Something very important to note is that all node values are dropped between graph runs, except variable values. Here is an efficient example:

In [6]:
w = tf.constant(3)
x = w + 2
y = x + 5
z = x * 3

with tf.Session() as sess:
    y_val, z_val = sess.run([y, z])
    print(y_val)
    print(z_val)

10
15


## Linear Regression with TensorFlow
Heres an example

In [9]:
import numpy as np
from sklearn.datasets import fetch_california_housing

housing = fetch_california_housing()
m, n = housing.data.shape
housing_data_plus_bias = np.c_[np.ones((m, 1)), housing.data]

X = tf.constant(housing_data_plus_bias, dtype=tf.float32, name="X")
y = tf.constant(housing.target.reshape(-1, 1), dtype=tf.float32, name="y")
XT = tf.transpose(X)
theta = tf.matmul(tf.matmul(tf.matrix_inverse(tf.matmul(XT, X)), XT), y)

with tf.Session() as sess:
    theta_value = theta.eval()

## Implementing Gradient Descent
We'll try and implement Batch Gradient Descent! First we will do this manually, then use autodiff, then use TensorFlow's out-of-the-box optimizers!

**NOTE:** When performing Gradient Descent, be sure to normalize the input, otherwise training will take much longer!!!

### Manually Computing the Gradients
Here's a breif run down:
- `random_uniform()` creates a node in the graph that will generate a tensor containing random values.
- `assign()` creaes a node that will assign a new value to a variable
- The main loop executes training repeatedly and every 100 iters it prints out the MSE.

In [11]:
from sklearn.preprocessing import StandardScaler

scaler = StandardScaler()
scaled_housing_data_plus_bias = scaler.fit_transform(housing_data_plus_bias)

n_epochs = 1000
learning_rate = 0.01

X = tf.constant(scaled_housing_data_plus_bias, dtype=tf.float32, name="X")
y = tf.constant(housing.target.reshape(-1, 1), dtype=tf.float32, name="y")
theta = tf.Variable(tf.random_uniform([n + 1, 1], -1.0, 1.0), name="theta")
y_pred = tf.matmul(X, theta, name="predictions")
error = y_pred - y
mse = tf.reduce_mean(tf.square(error), name="mse")
gradients = 2/m * tf.matmul(tf.transpose(X), error)
training_op = tf.assign(theta, theta - learning_rate * gradients)

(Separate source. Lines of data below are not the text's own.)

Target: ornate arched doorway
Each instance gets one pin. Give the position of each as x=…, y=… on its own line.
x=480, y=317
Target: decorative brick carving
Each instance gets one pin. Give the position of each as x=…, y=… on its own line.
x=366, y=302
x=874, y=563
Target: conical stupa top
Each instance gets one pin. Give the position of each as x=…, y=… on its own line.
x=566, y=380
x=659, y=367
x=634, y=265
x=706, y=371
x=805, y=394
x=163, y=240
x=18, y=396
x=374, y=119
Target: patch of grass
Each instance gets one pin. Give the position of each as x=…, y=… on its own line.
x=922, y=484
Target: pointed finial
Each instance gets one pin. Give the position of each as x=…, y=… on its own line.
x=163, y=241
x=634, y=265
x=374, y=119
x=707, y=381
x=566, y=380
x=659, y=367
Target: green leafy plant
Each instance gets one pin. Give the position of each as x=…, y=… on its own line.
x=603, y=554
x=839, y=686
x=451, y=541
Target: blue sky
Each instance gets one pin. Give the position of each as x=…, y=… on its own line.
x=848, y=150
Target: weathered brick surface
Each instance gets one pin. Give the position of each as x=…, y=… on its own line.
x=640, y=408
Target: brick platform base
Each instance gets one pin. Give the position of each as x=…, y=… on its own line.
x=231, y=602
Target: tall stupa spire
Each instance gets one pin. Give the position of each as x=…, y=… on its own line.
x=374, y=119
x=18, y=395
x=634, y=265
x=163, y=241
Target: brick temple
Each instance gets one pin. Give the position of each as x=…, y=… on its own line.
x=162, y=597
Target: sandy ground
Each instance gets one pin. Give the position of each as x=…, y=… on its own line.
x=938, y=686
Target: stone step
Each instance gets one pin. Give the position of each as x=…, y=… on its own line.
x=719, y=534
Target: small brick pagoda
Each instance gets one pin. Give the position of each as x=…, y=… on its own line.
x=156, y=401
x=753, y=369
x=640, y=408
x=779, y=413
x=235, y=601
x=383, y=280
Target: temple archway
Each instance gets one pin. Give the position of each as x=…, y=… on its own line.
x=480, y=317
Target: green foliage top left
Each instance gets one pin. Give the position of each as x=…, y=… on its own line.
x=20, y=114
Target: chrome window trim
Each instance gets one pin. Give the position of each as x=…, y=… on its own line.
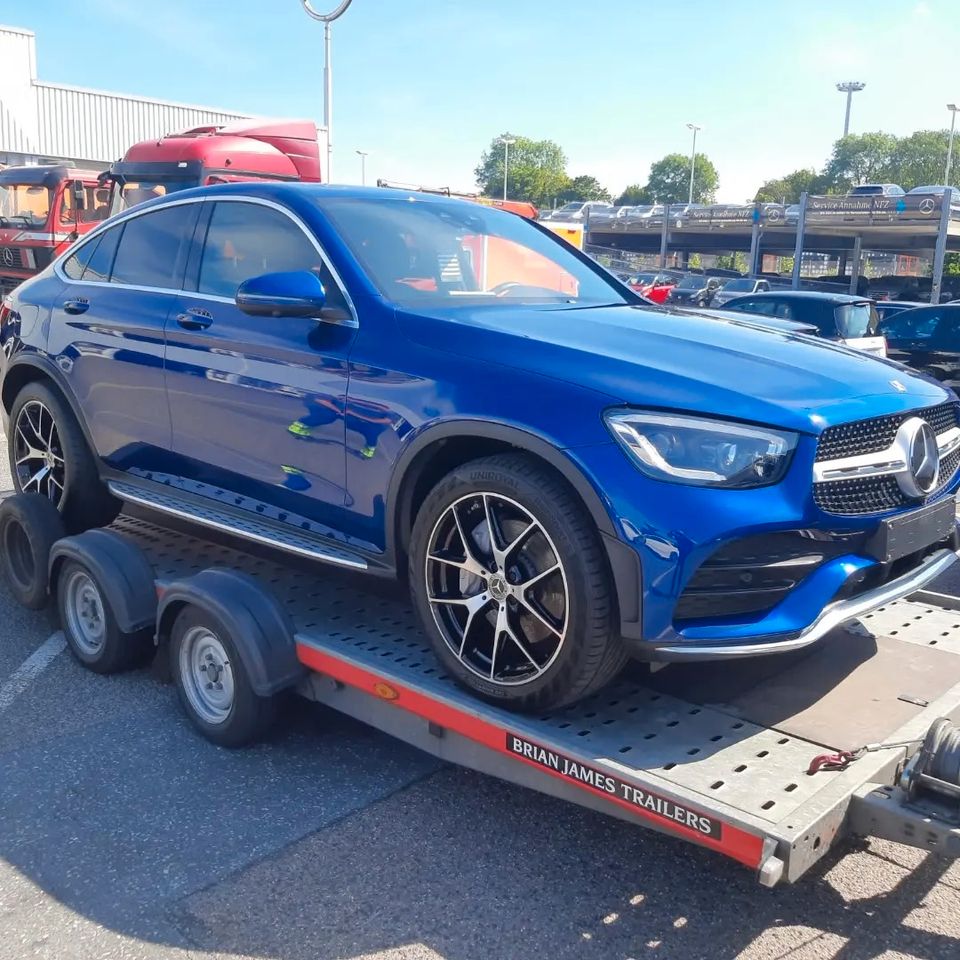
x=182, y=291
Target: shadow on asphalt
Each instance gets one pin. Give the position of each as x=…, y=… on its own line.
x=470, y=867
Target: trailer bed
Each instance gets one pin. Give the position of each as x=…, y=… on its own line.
x=713, y=753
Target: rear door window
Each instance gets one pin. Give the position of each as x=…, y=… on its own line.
x=153, y=248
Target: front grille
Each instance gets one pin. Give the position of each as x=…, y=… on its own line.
x=863, y=495
x=11, y=257
x=748, y=577
x=871, y=436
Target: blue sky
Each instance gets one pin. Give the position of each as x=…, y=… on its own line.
x=424, y=84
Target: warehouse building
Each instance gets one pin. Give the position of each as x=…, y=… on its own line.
x=89, y=128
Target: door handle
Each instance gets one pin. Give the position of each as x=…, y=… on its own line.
x=74, y=307
x=195, y=319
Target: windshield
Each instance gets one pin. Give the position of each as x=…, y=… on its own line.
x=856, y=320
x=25, y=204
x=133, y=192
x=418, y=252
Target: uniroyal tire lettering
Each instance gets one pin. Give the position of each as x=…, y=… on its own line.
x=570, y=769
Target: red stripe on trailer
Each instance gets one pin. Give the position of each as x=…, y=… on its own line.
x=740, y=845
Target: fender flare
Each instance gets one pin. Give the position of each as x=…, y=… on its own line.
x=121, y=571
x=624, y=562
x=52, y=372
x=259, y=626
x=489, y=430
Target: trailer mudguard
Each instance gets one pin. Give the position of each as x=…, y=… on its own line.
x=119, y=567
x=259, y=626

init = tf.global_variables_initializer()

with tf.Session() as sess:
    sess.run(init)
    
    for epoch in range(n_epochs):
        if epoch % 100 == 0:
            print("Epoch", epoch, "MSE = ", mse.eval())
        sess.run(training_op)
        
    best_theta = theta.eval()

Epoch 0 MSE =  5.84069
Epoch 100 MSE =  4.9645343
Epoch 200 MSE =  4.9123673
Epoch 300 MSE =  4.8822002
Epoch 400 MSE =  4.8605113
Epoch 500 MSE =  4.8448167
Epoch 600 MSE =  4.833452
Epoch 700 MSE =  4.8252196
Epoch 800 MSE =  4.81925
Epoch 900 MSE =  4.814919


### Using autodiff
While it's fairly easy to do the following, it becomes a real hassle to do that every single time, plus this leads to more error prone code! We could use _symbolic differnetiation_ to automatically find the equations for the partial derivatives, but the resulting code would not be efficient.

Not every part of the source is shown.